1924年(大正13年)俳誌『辛夷』創刊

<創刊号>

 大正13年1月石田露泣、玉島謙郎らにより金沢市において創刊されました。雑詠選者は、池内たけし、前田普羅は「焦鈴舎句屑」5句を寄稿しています。翌年の大正14年1月、富山県の八尾町に発行所を移しました。

第一巻第一号
題字 虚子

第一巻第一号 題字 虚子

創刊新年号目次
虚子、たけし、秋櫻子、普羅らの名が並ぶ

創刊新年号目次
虚子、たけし、秋櫻子、普羅らの名が並ぶ

近 詠

虚子

山茶花の莟のそばの花崩る
山茶花や或時折りて挿しもする
垂れ菊の上枝の花の霜枯ぬ

(虚子選)たけし

懐ろや懐炉さし入れとり出だし
炭取の少し汚れて新らしき 
我宿や鼓をあぶる火鉢あり
大根積む車ばかりに出逢ひけり
短日や綺麗に掃いて庭のあり

辛夷創刊号1ページ目

<前田普羅の寄稿5句>

焦鈴舎句屑
   南白亀川畔
  尻あげてあかねに染みし蜜柑かな
   門前に立つ
  土の上に土の色なるばつたかな
   屋 後
  鉄砲風呂冬日のなかにころがれり
   庭 前
  籾干すや仏の御領百莚
   十一月某日大雨、虚子先生に従ひ清水谷句会に臨む
  松炭の燃ゆるに焦げし火鉢かな

<創刊に当たって>

 創刊号の選者である池内たけしは、「辛夷」の投句者に向けて、「北陸らしい句をつくる」大切さを以下のように述べています。

「選 後 に     たけし 」(抜粋)

 辛夷は辛夷だけの特徴を以って進み度いものである。投句家諸君も願わくは北国気分の充ちた句をなるべく作られて投じられたい。仮に雪という句を作る場合にも東京にいても作れそうな雪の句は駄目である。北国らしい雪気分の句でなくてはならぬ。辛夷の雑詠を見ると、如何にも北国らしい心持がするというようにありたいものである。

(中略)

 北海道にいれば北海道らしい句、北陸にいれば北陸らしい句をつくるという事は尤も其人の生活がよく描き出される事になる。兎角其地方に住っていると、見るもの聞くものが珍しくなくって仲に思うように句にならぬという事を屡々耳にするが、其は唯単に表面の事実にのみ捕われるからである。諸君が静に馴れ親しんだ馴れきった生活に心を浸したならば其処には何か必ず得るところのものがあるに違いないと思う。
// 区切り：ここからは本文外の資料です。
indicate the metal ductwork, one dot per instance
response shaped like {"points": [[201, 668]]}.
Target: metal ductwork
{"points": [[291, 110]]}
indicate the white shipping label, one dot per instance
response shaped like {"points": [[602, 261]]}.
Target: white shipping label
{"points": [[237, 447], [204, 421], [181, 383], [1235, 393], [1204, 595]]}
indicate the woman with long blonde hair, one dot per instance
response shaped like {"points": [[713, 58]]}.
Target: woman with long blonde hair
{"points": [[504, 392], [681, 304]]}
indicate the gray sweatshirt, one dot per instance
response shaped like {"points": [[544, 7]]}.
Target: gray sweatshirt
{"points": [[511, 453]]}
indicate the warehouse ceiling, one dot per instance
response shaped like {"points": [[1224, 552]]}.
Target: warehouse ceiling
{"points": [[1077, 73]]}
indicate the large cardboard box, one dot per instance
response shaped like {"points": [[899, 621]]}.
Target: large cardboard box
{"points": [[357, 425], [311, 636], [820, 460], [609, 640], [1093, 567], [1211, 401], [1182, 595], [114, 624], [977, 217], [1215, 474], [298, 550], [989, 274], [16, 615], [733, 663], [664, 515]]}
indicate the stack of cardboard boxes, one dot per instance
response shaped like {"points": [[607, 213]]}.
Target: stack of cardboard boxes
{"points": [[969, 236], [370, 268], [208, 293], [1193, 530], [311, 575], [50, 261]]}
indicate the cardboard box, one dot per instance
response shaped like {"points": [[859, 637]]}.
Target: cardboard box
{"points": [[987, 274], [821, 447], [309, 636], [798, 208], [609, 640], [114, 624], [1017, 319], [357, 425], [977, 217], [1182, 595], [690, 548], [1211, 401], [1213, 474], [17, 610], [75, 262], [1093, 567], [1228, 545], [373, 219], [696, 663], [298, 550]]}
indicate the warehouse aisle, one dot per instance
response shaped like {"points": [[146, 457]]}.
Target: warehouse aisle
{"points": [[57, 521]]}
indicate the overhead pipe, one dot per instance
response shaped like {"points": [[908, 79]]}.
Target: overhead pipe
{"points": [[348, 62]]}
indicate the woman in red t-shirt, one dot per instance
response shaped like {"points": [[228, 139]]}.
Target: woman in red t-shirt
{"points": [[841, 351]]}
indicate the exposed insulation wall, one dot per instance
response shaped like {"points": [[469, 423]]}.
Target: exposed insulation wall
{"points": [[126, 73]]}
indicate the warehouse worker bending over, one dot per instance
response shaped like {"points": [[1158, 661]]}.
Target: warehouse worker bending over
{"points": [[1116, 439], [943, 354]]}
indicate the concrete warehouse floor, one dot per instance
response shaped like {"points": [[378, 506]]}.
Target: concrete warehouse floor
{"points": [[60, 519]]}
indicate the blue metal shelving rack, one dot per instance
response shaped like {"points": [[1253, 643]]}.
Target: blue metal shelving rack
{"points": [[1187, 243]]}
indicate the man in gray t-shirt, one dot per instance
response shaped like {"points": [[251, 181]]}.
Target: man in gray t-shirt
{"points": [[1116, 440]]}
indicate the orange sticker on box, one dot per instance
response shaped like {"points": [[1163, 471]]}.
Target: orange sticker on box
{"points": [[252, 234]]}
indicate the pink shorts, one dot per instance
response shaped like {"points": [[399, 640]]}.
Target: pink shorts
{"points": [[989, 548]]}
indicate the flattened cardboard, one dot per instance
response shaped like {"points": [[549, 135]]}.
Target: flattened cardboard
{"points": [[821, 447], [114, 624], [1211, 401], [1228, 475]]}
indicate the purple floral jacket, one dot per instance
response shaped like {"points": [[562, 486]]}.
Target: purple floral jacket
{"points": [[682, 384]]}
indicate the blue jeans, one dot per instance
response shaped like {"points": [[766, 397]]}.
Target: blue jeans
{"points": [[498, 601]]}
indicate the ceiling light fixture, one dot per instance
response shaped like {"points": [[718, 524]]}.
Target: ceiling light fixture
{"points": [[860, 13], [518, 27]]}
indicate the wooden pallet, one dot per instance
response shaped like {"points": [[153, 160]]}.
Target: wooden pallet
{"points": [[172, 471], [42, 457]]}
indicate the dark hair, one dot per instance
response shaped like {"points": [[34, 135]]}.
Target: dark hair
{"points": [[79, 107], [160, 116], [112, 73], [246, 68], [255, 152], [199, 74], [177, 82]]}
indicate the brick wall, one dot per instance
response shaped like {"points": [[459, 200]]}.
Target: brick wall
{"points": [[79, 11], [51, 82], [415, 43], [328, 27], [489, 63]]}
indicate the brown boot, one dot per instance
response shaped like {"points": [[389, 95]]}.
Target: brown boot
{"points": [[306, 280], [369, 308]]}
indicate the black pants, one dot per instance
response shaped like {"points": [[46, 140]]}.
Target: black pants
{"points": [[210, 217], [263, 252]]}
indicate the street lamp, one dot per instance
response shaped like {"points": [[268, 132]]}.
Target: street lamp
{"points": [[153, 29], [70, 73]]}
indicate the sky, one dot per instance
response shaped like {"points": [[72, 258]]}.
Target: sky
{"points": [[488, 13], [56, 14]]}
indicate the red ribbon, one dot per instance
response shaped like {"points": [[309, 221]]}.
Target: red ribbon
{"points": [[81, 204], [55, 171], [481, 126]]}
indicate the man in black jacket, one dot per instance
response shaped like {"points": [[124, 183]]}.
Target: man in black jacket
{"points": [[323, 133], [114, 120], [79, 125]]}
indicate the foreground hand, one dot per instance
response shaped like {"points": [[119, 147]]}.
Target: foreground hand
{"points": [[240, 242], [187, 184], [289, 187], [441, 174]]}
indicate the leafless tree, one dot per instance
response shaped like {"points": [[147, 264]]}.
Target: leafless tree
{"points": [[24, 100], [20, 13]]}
 今度私は投句中にそうした句が見当った節は特に抜き出して別に載せて見ようと思う。

 諸君北陸の句を大に作り給え。

<誌名の由来>

 『辛夷』の誌名は、富山市八尾町角間の八幡宮の参道にある辛夷の老大樹に由来します。『辛夷』創刊以前から、八尾町の橋爪巨籟を中心とする「二百十日会」が、俳人池内たけしの指導を受けており、創刊前年の4月17日に、たけしや創刊に携わった人々を招いて辛夷の下で句会を開きました。その折の花盛りであった辛夷の美しさに皆が魅了され、誌名に採り入れられたということです。

富山市八尾町角間の八幡宮の参道にある辛夷の老大樹
富山市八尾町角間の八幡宮の参道にある辛夷の老大樹

1929年(昭和 4年)前田普羅、初代主宰となる

秋風の吹きくる方に帰るなり 普羅

前田普羅
前田普羅

明治18年2月18日生(諸説あり)。高浜虚子門。ホトトギス誌に「大正二年の俳句界に二の新人を得たり、曰く普羅、曰く石鼎」と推賞される。昭和4年より「辛夷」を主宰、経営に当る。『定本普羅句集』(辛夷社)に全作品を納む。

昭和29年8月8日歿。

1946年(昭和21年)俳誌『辛夷』、棟方志功より表紙絵の提供を受ける

 棟方志功は、まだ無名に近かった昭和20年4月、戦火を避けて家族で富山県福光町(現・南砺市)に疎開しましたが、その直後の5月に東京大空襲で自宅とともに多くの版木が焼失してしまいました。それから東京へ戻るまでの6年8カ月の福光時代は、世界的に評価された「女人観世音板画巻」の制作や、「世界のムナカタ」の代表作と言われる「釈迦十大弟子」の両端の二菩薩(東京大空襲で焼失)を彫り直すなど、世界に飛躍する直前の重要な時期となりました。              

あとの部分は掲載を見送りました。